La ministre a donné elle-même la réponse, il n'y a pas longtemps. Dans une
interview à la télévision américaine, elle a reconnu qu'il aurait mieux valu
quitter Gaza dans le cadre d'un accord plutôt que de "jeter la clé dans la
rue". La "rue", c'est bien sûr le Hamas, dont le slogan est : "La résistance
a vaincu les accords." Le meilleur choix effectué par Olmert depuis qu'il a
endossé les habits de Sharon a été de trahir sa propre promesse : "suivre la
voie tracée par Sharon." On ne parle plus, ni de convergence, ni
d'unilatéralisme. La formule usée du "pas de partenaire" a cédé la place aux
louanges des "dirigeants arabes modérés" et à des envies de "processus de
paix."
Qu'il ait jusqu'ici résisté aux pressions de reconquête de la bande de Gaza
montre là aussi qu'Olmert ne suit pas les yeux fermés la voie de Sharon.

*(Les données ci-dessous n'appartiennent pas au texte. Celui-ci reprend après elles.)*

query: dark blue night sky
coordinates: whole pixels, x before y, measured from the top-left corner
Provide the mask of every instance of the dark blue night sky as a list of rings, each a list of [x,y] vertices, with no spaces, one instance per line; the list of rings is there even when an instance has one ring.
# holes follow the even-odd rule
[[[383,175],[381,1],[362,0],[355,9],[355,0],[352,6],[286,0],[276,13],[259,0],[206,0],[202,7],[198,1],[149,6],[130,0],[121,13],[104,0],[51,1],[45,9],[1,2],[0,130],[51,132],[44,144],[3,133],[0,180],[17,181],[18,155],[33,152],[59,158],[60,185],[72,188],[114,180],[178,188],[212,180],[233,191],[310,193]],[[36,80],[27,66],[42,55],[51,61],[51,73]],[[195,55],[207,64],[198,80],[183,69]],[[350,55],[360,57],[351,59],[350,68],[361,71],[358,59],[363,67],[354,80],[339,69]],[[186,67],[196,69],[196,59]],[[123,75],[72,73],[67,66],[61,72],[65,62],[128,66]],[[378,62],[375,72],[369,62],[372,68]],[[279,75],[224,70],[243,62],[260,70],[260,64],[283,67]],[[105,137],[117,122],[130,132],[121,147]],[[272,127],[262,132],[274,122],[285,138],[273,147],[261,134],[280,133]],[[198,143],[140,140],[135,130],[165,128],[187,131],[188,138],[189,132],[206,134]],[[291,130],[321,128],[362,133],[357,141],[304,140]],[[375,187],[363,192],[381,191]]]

Pour l'instant, il s'est gardé de donner l'ordre de rejouer à Gaza
l'opération Rempart, qui avait ramené les troupes israéliennes en
Cisjordanie. Peut-être même a-t-il retenu la leçon de la deuxième guerre du
Liban : une attaque massive contre des civils arabes unit le monde arabe
contre l'ennemi israélien et ses "partenaires" du camp arabe modéré.
Comme toujours, cela sert le courant radical au sein du Hamas, qui n'aime
pas du tout le partenariat entre le premier ministre (Hamas) Ismaïl Haniyeh
et le président (Fatah) Mahmoud Abbas. Ce courant cherche à saper le plan
Dayton destiné à renforcer le Fatah , et refuse l'initiative de paix arabe.

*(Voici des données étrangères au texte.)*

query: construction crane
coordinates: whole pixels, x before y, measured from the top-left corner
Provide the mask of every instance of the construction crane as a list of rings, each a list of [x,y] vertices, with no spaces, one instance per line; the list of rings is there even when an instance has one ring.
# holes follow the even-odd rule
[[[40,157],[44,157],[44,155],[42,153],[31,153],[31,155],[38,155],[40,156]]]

La meilleure manière de réhabiliter ce que Sharon a laissé du partenaire est
donc un usage précis et prudent de la force contre le Hamas, retrouver la
clé abandonnée dans la rue et la livrer à la bonne adresse. Cela pourrait se
faire en répondant par l'affirmative à la demande d'Abbas d'étendre
l'accalmie (tahadiyeh) à la Cisjordanie et en ordonnant à Tsahal de ne s'en
prendre plus qu'aux "bombes à retardement", avec une coopération discrète
des appareils de sécurité de l'Autorité palestinienne. Pour autant qu'on
sache, il n'existe pas de tunnels sous le Jourdain qui pourraient servir à
livrer clandestinement des armes en Cisjordanie pendant une trêve. Et
pourquoi le gouvernement n'appliquerait-il pas le programme Dayton qui
prévoit l'allègement des conditions de vie de la population des territoires,
montrant ainsi aux habitants que seul le camp modérés est capable de leur
redonner espoir?
Le fait d'accorder au partenaire palestinien ces mesures, petites mais
importantes, est essentiel, mais au mieux, cela ne fera que maintenir un
statu quo provisoire. Pour s'embarquer sur une nouvelle voie, Israël doit
faire un grand pas en avant, sur le chemin tracé par l'initiative de paix de
la Ligue arabe. En ouvrant un canal de discussion avec Damas, secret ou
public, Israël assurerait à la Syrie qu'un accord sur le Golan ne traînerait
pas après un accord sur les territoires palestiniens, et ne ferait pas que
calmer le front Nord. L'hôte de Damas, Khaled Meshal, pourrait aussi exercer
bien plus d'influence à long terme sur le front Sud que quelques attaques
aériennes israéliennes sur les laboratoires d'armes à Gaza.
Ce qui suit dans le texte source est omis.